PARIS and CAMBRIDGE, Mass.—Eyevensys, a privately held, clinical-stage biotechnology company developing non-viral gene therapies for ophthalmic diseases, has entered into strategic engagements with U.S.-based medical device manufacturers Phillips-Medisize and Minnetronix Medical to develop the next generation of the company’s core technology. Eyevensys has embarked on the development of a new generation of system devices focusing on optimizing their ease-of-use and manufacturability, the company said in a statement. Phillips-Medisize will be responsible for Ocular Device design optimization and the high-volume manufacturing capability to support the commercial launch, and Minnetronix Medical will fulfill the same responsibilities for the Pulse Generator component. Work at both contract manufacturers has been initiated, according to Eyevensys.

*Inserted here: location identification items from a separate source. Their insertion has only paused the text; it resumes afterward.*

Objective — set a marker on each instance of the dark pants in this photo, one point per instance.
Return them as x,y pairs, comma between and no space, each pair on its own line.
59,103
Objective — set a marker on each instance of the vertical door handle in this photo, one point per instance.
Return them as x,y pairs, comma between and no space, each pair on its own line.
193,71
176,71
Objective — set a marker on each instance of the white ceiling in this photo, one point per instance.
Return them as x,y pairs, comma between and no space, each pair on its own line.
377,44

Alan Wirbisky, director of device development at Eyevensys, said, “The opportunity to collaborate with both Minnetronix Medical and Phillips-Medisize is incredibly significant for Eyevensys given the capabilities and experience that the two companies possess. As we look to transition our attention to our other programs for wet AMD, geographic atrophy, retinitis pigmentosa and glaucoma, we are thrilled to have the support of these outstanding cohorts.

"We’re also grateful for the longtime support of our two French manufacturing partners—Cisteo Medical, Besancon, France the developer and manufacturer of the current generation ocular devices as well as Valotec, Villejuif, France developer of the current Pulse Generator. Both companies have been instrumental in Eyevensys achieving its early goals,” Wirbisky said.

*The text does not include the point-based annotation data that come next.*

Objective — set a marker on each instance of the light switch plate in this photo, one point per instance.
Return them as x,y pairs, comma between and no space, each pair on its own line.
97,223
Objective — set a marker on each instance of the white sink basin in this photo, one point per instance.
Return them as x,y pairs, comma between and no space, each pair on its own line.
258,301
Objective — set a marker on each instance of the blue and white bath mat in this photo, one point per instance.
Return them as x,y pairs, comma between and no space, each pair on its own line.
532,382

The Eyevensys technology, developed by Professor Francine Behar-Cohen, uses electroporation to deliver proprietary DNA plasmids encoding therapeutic proteins into the ciliary muscle of the eye. This approach induces the sustained intraocular production of therapeutic proteins.

Eyevensys is advancing a dual gene plasmid, EYS809, expressing two therapeutic proteins, a potent VEGF inhibitor and an endogenous protein with anti-angiogenic and antifibrotic properties for the treatment of wet AMD, which also has the potential be a treatment for diabetic retinopathy, diabetic macular edema and central retinal vein occlusion.

Eyevensys is also developing EYS611, a treatment for the later stages of dry AMD and for retinitis pigmentosa and potentially other retinal degenerative conditions including glaucoma. The treatment encodes for a potent iron chelator with antioxidant and endogenous neuroprotective properties. In animal models, the treatment has been shown to be safe and effective at slowing the degeneration of retinal structure and preserving function.

EYS611 has been granted orphan drug designation for the treatment of retinitis pigmentosa in the E.U. and in the U.S.

Additionally, Eyevensys has developed EYS606 as a potential new treatment for patients with chronic non-infectious uveitis (NIU). The therapy has been used to validate the proprietary Electrotransfection System, which in the case of EYS606, is combined with plasmids encoding for the production of a potent fusion protein which neutralizes the activity of TNFα, a cytokine that has been shown to play a pivotal role in mediating intraocular inflammation in NIU. EYS606 has been granted an orphan drug designation by the European Medicines Agency (EMA) for the treatment of NIU.

Eyevensys was founded in 2008. The company has offices in Paris, France and the U.S. The company is funded by the Boehringer Ingelheim Venture Fund, Pureos Bioventures, Bpifrance through the Innobio Fund, Karista, Inserm Transfert Initiative, Pontifax and the Global Health Sciences Fund, Korean Investment Partners.